Non è così, fosse rimasta un'altra mezz'ora stesa dietro quel cumulo di
neve sarebbe di certo morta, ma deve essere così, perché se avesse
rischiato di morire occorreva dar ragione alla Procura e considerare,
oltre alla violenza sessuale, anche il tentato omicidio. Però i giudici,
nonostante il ragazzo l'avesse lasciata agonizzante al freddo e fosse
già in auto pronto alla partenza, non hanno considerato gravi le
conseguenze che sarebbero potute derivare dalla violenza. Questo è
l'unico ragionamento che può spiegare la sentenza di chi ha creduto
prevalenti le attenuanti e scalato un minimo di sei anni di carcere al
Tuccia. Ma c'è da dire che per crederlo, devono aver visto un'altra
storia o immaginato un altro film.
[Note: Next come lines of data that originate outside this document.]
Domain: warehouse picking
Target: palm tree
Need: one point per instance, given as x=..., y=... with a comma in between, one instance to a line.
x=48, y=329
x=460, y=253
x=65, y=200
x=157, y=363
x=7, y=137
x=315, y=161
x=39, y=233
Per capire e farci un'idea degli
avvenimenti, guardiamo l'intervista fatta al responsabile della
sicurezza della discoteca "Guernica". Un'intervista che in pochi hanno
visto, un'intervista che fa capire cosa in realtà sia accaduto alla
ragazza e quante probabilità avesse di potersi salvare. Tanto per essere
chiari e per dare una informazione in più, quella notte all'esterno del
locale si sfioravano i dieci gradi sottozero... e chi è seminudo e
perde sangue, a quella temperatura perde molto velocemente il calore
naturale del proprio corpo.in Altre parole non servono. Giustizia a L'Aquila non c'è stata e per
ottenerla in appello serviranno altri giudici. Giudici che oltre al
carcere stabiliscano per l'imputato anche una serie infinita di sedute
psicanalitiche, così che qualcuno possa aiutarlo e fargli capire che la
vita umana è sacra, che è stato fortunato oltremisura perché senza
l'intervento dei buttafuori sarebbe diventato un assassino ed avrebbe
attirato i media in maniera esponenziale. Così fosse stato, non avrebbe
trovato giudici caritatevoli ed ora non sarebbe ai domiciliari ma chiuso
in un carcere a scontare una condanna all'egastolo.